Forget New York. Bagels, that is. Everyone assumes they're the best. But when Arnold Greenspun owned a bagel shop, he had visiting New Yorkers buying his bagels to take back to the Big Apple.
Now, Mr. Greenspun is trying to recreate that success on a grander scale. He has opened a kosher bagel factory, where the goal is to make a gourmet bagel at an affordable price to consumers and a profit for his company, the Greenspun Bagel Co.

Founded in March 2005, the company started production a year later, in March 2006. Depending on orders, it now turns out 5,000 to 10,000 bagels daily, although Mr. Greenspun is hoping at some point to go to maximum capacity, which would be 36,000 bagels per day.

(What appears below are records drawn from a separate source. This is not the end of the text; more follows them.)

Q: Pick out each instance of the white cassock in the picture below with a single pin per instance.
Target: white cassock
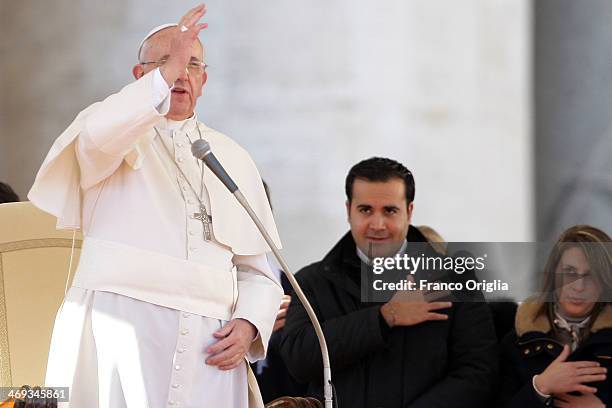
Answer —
(149, 291)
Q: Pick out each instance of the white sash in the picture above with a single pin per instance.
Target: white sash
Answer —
(157, 278)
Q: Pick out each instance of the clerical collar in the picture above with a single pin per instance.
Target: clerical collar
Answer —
(186, 124)
(365, 259)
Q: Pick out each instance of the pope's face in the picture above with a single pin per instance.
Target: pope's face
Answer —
(188, 86)
(379, 216)
(579, 290)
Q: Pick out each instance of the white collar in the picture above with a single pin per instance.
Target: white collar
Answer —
(186, 125)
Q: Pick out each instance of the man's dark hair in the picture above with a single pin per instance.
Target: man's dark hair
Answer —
(379, 169)
(7, 195)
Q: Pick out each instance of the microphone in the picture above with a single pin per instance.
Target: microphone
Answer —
(201, 150)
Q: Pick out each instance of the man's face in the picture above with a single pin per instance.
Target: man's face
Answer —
(379, 216)
(188, 87)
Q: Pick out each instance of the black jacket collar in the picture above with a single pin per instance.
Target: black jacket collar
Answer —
(342, 260)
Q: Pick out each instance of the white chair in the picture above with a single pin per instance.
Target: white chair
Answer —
(34, 261)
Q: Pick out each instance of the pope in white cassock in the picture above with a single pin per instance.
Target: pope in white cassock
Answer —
(173, 292)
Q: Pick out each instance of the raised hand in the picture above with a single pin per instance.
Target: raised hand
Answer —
(408, 308)
(182, 43)
(562, 376)
(235, 339)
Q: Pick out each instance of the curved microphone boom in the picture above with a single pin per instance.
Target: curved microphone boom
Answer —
(201, 150)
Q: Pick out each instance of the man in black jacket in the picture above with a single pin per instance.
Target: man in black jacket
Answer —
(396, 354)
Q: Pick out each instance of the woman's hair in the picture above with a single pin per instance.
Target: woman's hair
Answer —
(596, 246)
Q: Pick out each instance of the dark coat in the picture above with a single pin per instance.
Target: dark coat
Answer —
(531, 347)
(438, 364)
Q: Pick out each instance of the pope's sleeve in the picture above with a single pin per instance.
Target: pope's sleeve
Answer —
(259, 297)
(112, 130)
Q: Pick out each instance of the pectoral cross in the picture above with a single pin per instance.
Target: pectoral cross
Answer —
(206, 222)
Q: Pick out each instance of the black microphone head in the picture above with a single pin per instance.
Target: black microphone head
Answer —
(200, 148)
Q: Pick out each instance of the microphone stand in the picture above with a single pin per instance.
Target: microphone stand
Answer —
(201, 150)
(327, 384)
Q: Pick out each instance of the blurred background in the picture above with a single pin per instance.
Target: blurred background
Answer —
(499, 107)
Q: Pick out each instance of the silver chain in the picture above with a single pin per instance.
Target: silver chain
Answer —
(203, 217)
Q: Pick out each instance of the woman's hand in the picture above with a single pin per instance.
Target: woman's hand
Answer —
(562, 376)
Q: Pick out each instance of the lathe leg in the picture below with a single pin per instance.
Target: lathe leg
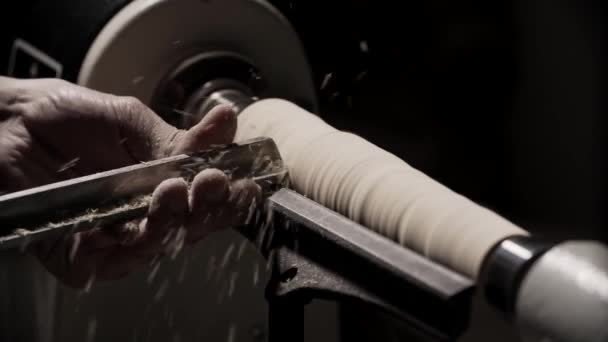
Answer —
(286, 320)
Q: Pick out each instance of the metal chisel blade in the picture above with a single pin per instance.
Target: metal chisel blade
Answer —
(55, 207)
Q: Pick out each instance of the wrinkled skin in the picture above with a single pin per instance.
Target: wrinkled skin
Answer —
(51, 130)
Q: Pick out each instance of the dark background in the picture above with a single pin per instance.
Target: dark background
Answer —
(501, 100)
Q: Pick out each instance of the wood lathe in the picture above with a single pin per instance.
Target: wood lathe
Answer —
(354, 222)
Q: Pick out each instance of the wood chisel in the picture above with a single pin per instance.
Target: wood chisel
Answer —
(123, 194)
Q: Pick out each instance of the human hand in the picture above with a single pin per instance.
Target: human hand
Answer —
(51, 130)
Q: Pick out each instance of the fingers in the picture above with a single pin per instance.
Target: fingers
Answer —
(168, 210)
(216, 128)
(228, 207)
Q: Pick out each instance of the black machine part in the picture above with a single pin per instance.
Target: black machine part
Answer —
(318, 253)
(550, 291)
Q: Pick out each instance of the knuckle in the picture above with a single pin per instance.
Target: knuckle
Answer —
(130, 104)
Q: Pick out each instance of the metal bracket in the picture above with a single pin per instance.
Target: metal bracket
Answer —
(317, 253)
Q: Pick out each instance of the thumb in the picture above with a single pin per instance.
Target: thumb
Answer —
(218, 127)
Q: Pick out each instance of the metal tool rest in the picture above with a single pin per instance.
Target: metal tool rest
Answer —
(318, 254)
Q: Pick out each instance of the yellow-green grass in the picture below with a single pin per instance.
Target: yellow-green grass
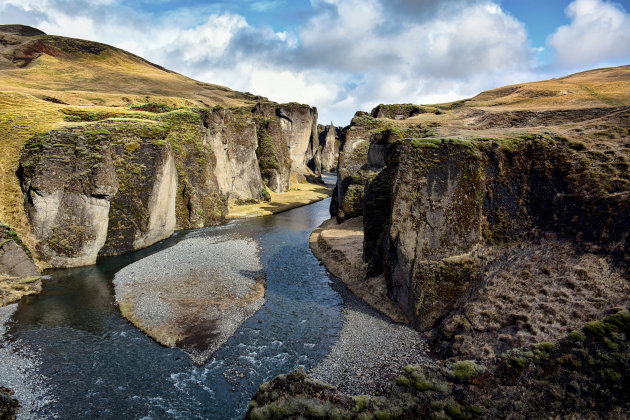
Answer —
(21, 117)
(32, 101)
(299, 195)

The company is located in a low-slung building in an office park off Reisterstown Road. On a broiling June day, Mr. Greenspun,deserted, his four bakers having finished their shift hours before.
"There was nothing here," says Mr. Greenspun, waving his hand at the hangar-like space that now contains a small office, bare-bones lunchroom, sacks of ingredients, refrigeration/freezer room, and the equipment needed to mix, boil and bake the bagels.

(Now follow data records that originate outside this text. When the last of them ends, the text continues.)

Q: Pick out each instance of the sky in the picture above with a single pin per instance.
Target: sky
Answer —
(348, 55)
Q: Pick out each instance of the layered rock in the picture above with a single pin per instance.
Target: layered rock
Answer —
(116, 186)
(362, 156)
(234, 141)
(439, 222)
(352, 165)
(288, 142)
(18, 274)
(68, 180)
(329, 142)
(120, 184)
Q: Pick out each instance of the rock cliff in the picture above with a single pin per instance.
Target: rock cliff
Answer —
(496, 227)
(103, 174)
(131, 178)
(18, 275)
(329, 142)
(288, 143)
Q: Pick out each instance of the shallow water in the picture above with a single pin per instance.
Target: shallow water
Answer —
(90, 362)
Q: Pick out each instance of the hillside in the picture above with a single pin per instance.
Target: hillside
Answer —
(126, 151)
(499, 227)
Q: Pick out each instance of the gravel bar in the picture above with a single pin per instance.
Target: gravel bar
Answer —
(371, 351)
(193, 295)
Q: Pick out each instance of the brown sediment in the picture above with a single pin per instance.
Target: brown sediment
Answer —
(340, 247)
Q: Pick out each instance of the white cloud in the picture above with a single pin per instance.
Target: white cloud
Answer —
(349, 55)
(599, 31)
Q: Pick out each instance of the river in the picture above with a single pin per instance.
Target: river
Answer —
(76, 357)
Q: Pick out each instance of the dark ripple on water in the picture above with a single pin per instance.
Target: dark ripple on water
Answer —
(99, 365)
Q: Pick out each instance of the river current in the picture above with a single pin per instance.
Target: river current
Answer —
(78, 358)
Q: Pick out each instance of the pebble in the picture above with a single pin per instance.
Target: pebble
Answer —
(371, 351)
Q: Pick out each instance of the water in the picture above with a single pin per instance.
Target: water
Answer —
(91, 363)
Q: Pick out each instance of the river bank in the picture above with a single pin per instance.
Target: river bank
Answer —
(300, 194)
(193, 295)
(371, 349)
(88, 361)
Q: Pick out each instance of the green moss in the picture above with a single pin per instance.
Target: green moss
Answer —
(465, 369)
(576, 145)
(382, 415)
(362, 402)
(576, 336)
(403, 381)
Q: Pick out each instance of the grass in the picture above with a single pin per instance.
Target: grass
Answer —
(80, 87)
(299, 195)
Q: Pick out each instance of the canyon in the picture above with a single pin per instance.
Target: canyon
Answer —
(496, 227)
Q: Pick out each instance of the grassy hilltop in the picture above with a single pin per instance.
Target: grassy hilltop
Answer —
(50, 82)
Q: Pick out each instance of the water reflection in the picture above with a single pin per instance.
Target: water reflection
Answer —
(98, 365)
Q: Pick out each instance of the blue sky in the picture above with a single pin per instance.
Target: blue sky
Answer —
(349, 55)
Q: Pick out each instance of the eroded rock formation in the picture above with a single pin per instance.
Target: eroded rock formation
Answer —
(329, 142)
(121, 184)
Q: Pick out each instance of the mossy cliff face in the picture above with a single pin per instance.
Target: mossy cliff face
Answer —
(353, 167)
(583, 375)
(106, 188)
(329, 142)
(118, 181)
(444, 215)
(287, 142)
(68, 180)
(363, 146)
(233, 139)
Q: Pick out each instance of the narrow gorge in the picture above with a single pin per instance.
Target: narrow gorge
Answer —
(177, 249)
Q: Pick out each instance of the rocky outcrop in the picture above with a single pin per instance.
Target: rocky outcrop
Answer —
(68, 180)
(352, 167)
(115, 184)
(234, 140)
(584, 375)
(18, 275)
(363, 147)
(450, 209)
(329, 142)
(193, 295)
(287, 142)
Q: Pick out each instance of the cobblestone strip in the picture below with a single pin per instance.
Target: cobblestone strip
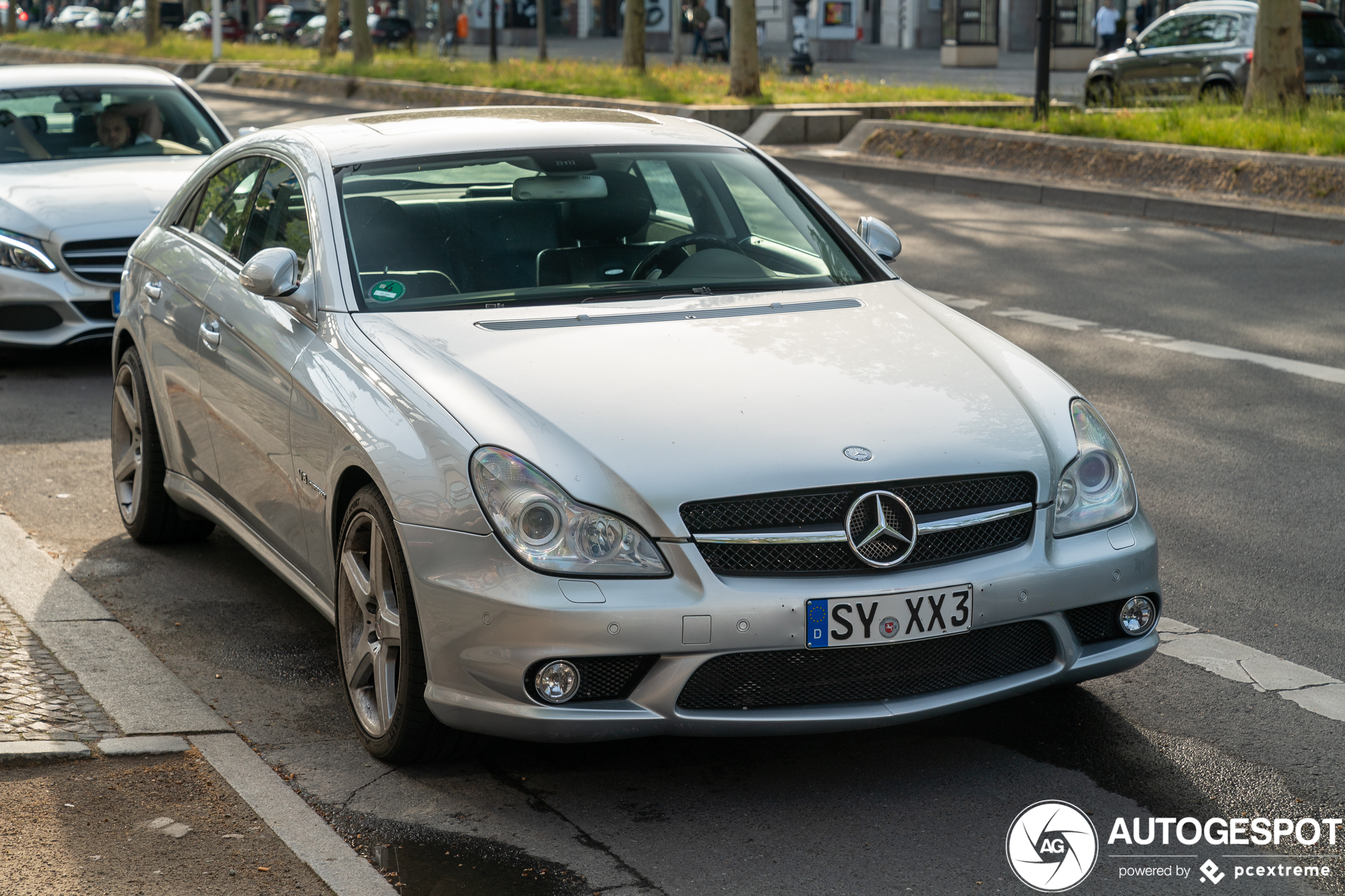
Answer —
(39, 700)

There is, for example, a machine called a bagel divider-former that does exactly what its name indicates. After mixing the ingredients, the resulting dough is cut into standard 4-ounce chunks, then formed into bagels.
Next, the unbaked bagels are "proofed," is allowed to rise, and refrigerated for 12 hours. The bagels are then dropped into a vat of boiling water until they float, about two seconds. The boiling process creates a hard, crispy crust. Fished out of the boiling water, they are put on large pans and baked in walk-in rack ovens.
The company sells its bagels three ways: unbaked and frozen, baked and frozen; and, most popular, baked and fresh. Even though 75 percent of the bagels it sells are of the plain variety, the company makes 24 other varieties, from cranberry apple and chocolate chip to garden vegetable and black Russian (pumpernickel with everything). Each variety has its own recipe.
"I took some recipes in books. I talked to a baker. We made changes here and there — for example, non-dairy chocolate chips instead of milk chocolate chips — so the bagels are all pareve," says Mr. Greenspun.
Certified by Star K-Vaad HaKashrus certification outfit kippot, Mr. Greenspun's bagels are not overly sweet and have a chewy, not too bready, texture. The flavor is consistent throughout. "If you cut a sesame bagel or an onion bagel in half, both halves will have sesame seeds or onions. The taste will be the same," he says.
"New York bagels are the standard everyone looks to, at least in Baltimore," he says. "But they're not consistent. You can buy bagels at five different places and each one will taste differently."
Mr. Greenspun doesn't claim to be the only kosher bagel-maker in town. H & S Bakery makes kosher bagels. So does Goldberg's Bagels. But he is, he says, the only one who makes kosher bagels "from scratch," rather than buying the dough from another source.